Les juges ne suivent pas

Début juillet 1994, l’affaire Djaout arrive devant la Cour spéciale d’Alger, juridiction d’exception créée en 1993 pour juger les affaires de terrorisme, et aujourd’hui dissoute. Dans le box des accusés, le « chauffeur » Belabassi Abdellah et « l’émir » Abdelhak Layada, arrêté une année auparavant, ont la mine crispée. Le procès commence par un coup de théâtre : Belabassi revient sur ses aveux télévisés et déclare avoir parlé sous la torture. Ses avocats affirment même détenir la preuve qu’au moment du crime il s’entraînait avec son club de handball au stade du 5-Juillet. Quant à Layada, déjà condamné à la peine capitale pour d’autres crimes, il semble tenir à son innocence dans celui-ci, comme si sa vie en dépendait : « Je ne connaissais même pas Tahar Djaout, plaide-t-il, je n’ai entendu parler de lui qu’après sa mort »
En effet, au moment de l’attentat, « l’émir » du GIA se trouvait au Maroc depuis deux mois, avant d’être extradé vers l’Algérie une année plus tard, suite à d’âpres négociations entre les autorités des deux pays.

 

Expédié en quelques heures, le procès se termine par un verdict surprenant : Layada est acquitté et Belabassi, poursuivi pour complicité dans d’autres attentats, écope d’une peine de dix ans de prison.

 

Hérésie subversive

A l’annonce de cette sentence, Layada apostrophe les journalistes, venus nombreux : « La justice m’a innocenté dans cette affaire, j’espère que vous en tiendrez compte dans vos articles ! » Cet acquittement n’empêchera pas certains d’entre eux de revenir sur la fable du « poète assassiné par un marchand de bonbons, sur ordre d’un tôlier ». De bonne foi ou commandités, ces écrits confortent le classement du dossier judiciaire et évitent les questions, certes gênantes, mais fondamentales, et qui sont restées, à ce jour, sans réponse : qui sont les assassins de Tahar Djaout ? Qui sont leurs commanditaires ?

 

Dans un pays qui n’a pas fini de sécher ses larmes, de panser ses blessures, et qui compte encore ses morts par dizaines, cette quête de vérité peut paraître dérisoire. Pour certains milieux politico-médiatiques qui ont érigé la propagande du pouvoir au rang de vérité absolue, c’est une hérésie subversive. Au nom de « la famille qui avance », une formule empruntée au dernier éditorial de Tahar Djaout et détournée de son sens initial, de véritables « commissaires politiques » sont chargés de traquer les velléités de remise en cause du discours officiel : le moindre doute, la plus timide interrogation sont condamnés comme des « tentatives d’absoudre les islamistes de leurs crimes » !

 

Malgré toutes ces manœuvres, il reste toutefois une certitude : huit ans après, l’assassinat de Tahar Djaout, comme tant d’autres, reste une énigme.
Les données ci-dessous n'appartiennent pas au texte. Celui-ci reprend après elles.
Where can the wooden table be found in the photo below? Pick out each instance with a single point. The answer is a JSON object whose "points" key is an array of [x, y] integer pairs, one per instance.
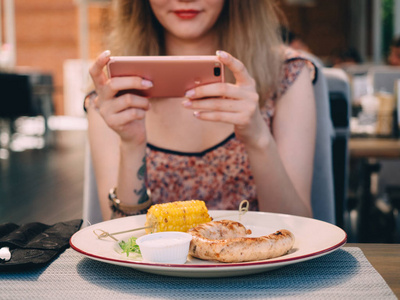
{"points": [[385, 258], [367, 152]]}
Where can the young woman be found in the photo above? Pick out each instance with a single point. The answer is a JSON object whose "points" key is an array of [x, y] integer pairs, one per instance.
{"points": [[257, 143]]}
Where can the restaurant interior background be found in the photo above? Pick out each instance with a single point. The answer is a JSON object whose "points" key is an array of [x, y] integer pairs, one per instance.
{"points": [[42, 152]]}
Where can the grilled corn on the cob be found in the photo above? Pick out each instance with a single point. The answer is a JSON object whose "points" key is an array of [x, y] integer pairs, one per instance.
{"points": [[176, 216]]}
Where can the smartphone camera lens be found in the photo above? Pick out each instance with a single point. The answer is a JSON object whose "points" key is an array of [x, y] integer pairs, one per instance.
{"points": [[217, 71]]}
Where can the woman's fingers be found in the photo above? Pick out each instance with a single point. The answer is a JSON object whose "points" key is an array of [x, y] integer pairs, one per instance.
{"points": [[238, 69], [223, 90], [96, 70]]}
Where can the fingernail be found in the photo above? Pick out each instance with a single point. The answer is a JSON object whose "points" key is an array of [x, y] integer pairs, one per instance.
{"points": [[222, 54], [189, 93], [187, 103], [147, 83], [105, 54]]}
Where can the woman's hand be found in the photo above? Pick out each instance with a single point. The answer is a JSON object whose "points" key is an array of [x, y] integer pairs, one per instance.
{"points": [[236, 104], [125, 113]]}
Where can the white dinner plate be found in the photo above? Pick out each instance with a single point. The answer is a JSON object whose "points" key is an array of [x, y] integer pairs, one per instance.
{"points": [[314, 238]]}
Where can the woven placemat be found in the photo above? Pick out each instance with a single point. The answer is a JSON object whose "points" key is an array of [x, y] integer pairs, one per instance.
{"points": [[343, 274]]}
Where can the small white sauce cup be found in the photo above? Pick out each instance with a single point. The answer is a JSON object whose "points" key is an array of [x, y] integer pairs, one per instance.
{"points": [[170, 247]]}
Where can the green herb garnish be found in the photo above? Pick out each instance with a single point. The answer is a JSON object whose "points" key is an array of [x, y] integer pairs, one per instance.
{"points": [[130, 246]]}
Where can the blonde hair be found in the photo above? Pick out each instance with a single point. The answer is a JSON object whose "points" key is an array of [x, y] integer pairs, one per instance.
{"points": [[249, 30]]}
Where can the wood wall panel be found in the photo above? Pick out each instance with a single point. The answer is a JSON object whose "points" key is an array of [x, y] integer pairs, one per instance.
{"points": [[47, 34]]}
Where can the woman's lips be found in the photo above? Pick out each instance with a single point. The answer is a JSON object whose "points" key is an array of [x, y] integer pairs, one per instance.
{"points": [[186, 14]]}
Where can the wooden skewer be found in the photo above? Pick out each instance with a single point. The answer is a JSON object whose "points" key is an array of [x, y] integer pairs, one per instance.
{"points": [[243, 208]]}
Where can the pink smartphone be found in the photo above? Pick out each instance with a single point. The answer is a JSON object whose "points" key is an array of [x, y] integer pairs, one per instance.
{"points": [[172, 76]]}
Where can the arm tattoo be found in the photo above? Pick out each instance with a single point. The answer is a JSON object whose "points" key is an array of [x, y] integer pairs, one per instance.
{"points": [[142, 175]]}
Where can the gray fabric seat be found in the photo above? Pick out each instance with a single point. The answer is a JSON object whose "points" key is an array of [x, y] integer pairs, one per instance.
{"points": [[323, 198]]}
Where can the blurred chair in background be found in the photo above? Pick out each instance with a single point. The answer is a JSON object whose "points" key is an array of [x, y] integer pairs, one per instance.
{"points": [[26, 95], [340, 106], [323, 186]]}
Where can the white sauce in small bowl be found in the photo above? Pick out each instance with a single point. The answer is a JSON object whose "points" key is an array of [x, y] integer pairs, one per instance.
{"points": [[169, 247]]}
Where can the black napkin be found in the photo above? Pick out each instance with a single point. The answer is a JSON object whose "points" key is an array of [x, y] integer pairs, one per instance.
{"points": [[35, 244]]}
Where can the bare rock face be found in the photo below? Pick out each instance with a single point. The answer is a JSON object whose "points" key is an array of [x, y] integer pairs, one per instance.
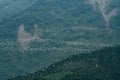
{"points": [[24, 38], [102, 6]]}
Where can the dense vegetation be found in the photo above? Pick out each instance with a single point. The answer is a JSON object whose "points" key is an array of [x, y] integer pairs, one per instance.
{"points": [[97, 65], [68, 27]]}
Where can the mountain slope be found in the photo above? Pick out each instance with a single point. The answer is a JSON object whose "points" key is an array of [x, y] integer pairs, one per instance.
{"points": [[98, 65], [66, 28]]}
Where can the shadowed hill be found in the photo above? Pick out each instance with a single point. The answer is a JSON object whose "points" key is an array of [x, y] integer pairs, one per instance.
{"points": [[97, 65]]}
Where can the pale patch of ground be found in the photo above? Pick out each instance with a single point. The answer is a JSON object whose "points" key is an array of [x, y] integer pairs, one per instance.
{"points": [[102, 6]]}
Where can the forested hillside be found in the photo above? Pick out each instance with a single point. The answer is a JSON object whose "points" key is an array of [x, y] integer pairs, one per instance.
{"points": [[37, 33], [97, 65]]}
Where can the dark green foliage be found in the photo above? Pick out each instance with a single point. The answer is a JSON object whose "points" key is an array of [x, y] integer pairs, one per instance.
{"points": [[98, 65]]}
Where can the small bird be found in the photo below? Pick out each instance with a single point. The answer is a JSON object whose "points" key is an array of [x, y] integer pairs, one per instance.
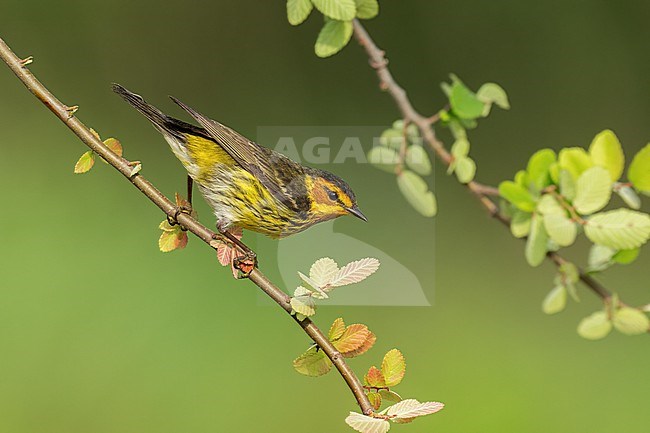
{"points": [[248, 185]]}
Au moment où la presse indépendante, menacée par des lois liberticides, se mobilise pour sa survie, l’exigence de justice et de vérité sur le sacrifice de son premier martyr devrait être au premier rang de ses préoccupations. Au-delà du symbole, il y va de la crédibilité de son combat.

 

Par Arezki Aït-Larbi (*) ( Source kabyles.net)

(*) Journaliste indépendant

Mon article publié dans Le Matin du 26 mai 2001.